Hi @cgarciae -- treex is cool, in particular I really like the idea of using different classes for "variable kinds" and how it plays pretty nicely with typing (though I was a bit confused about why you need both __init__ and module_init but I probably didn't understand exactly how to use it right).

I playing around a bit with it, and was curious if you've thought about how to deal with shared submodules. Because JAX's tree utils (which all JAX transformations use) flatten and unflatten, when you unflatten you effectively get clones of the input pytrees.

I made a short Colab to better describe the issue: https://colab.sandbox.google.com/drive/1R77juKqGWQ3H2_yJ9wh8nNIVzbFJEuyV#scrollTo=Sh2bXFQJpdLd

Do you think this can be resolved in treex? I believe Objax solves this issue by forcing users to use their own Jit module which goes through some utility function that re-pipes the input DAG structure (it only flattens each reference to a shared instance once, whereas Treex flattens each reference to the shared instance). But a library like that is much less interoperable with the rest of the JAX ecosystem, like with Optax...

@cgarciae
Copy link
Owner

cgarciae commented Sep 14, 2021

Hey @avital!

Module sharing

Its an interesting problem, currently you would get two different copies as you described. I tried these two approaches Treex could try to implement to support this but each approach has its weaknesses:

1. Try to reuse instances when unflattening
import jax
import jax.tree_util

import treex as tx


class Channel:
    def __init__(self, value):
        self.value = value


class SharedModule(tx.Module):
    x: tx.State[int]

    def __init__(self) -> None:
        super().__init__()
        self.x = 0
        self.channel = Channel(None)

    def tree_flatten(self):
        # channel is reset when unflattening
        self.channel.value = None
        return super().tree_flatten()

    @classmethod
    def tree_unflatten(cls, aux_data, children):
        channel = aux_data["channel"]

        if channel.value is None:
            obj = super().tree_unflatten(aux_data, children)

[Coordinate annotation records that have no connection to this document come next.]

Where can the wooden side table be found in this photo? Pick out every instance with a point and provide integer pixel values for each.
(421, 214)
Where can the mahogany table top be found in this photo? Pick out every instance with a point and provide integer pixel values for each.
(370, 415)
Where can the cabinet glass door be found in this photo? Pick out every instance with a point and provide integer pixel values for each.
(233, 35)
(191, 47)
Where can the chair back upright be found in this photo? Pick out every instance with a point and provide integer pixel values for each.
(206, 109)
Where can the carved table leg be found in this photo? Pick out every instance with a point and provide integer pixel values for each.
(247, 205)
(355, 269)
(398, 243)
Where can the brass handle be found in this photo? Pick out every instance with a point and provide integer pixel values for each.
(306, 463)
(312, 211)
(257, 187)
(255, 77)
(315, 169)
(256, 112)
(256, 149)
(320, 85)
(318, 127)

            # share instance
            channel.value = obj

        else:
            # reuse instance
            obj = channel.value

        return obj


m = SharedModule()


@jax.jit
def f(m1, m2):
    m1.x = 100
    return m1, m2


m1, m2 = f(m, m)

assert m1.x == m2.x == 100
2. Share a reference (Channel) to submodules and update the reference when flattening / unflattening
from typing import Generic, TypeVar
import flax
import treex as tx
import jax
import jax.tree_util

A = TypeVar("A")


class Channel(Generic[A]):
    def __init__(self, value: A):
        self.value = value


class SharedModule(tx.Module):
    x: tx.State[int]

    def __init__(self, x: int) -> None:
        super().__init__()
        self.x = x
        self.channel = Channel(self)

    def tree_flatten(self):
        self.channel.value = self
        return super().tree_flatten()

    @classmethod
    def tree_unflatten(cls, aux_data, children):
        obj = super().tree_unflatten(aux_data, children)

        obj.channel.value = obj

        return obj

    def get_shared(self):
        return self.channel


class ChildModule(tx.Module):
    def __init__(self, shared_channel: Channel[SharedModule]):
        super().__init__()
        self.shared_channel = shared_channel

    def __call__(self, x):
        return x + self.shared_channel.value.x


class ParentModule(tx.Module):
    shared_module: tx.Module  # its going to be a SharedModule but we need an annotation that Treex recognizes for now
    child1: ChildModule
    child2: ChildModule

    def __init__(self):
        super().__init__()
        self.shared_module = SharedModule(1)
        self.child1 = ChildModule(self.shared_module.get_shared())
        self.child2 = ChildModule(self.shared_module.get_shared())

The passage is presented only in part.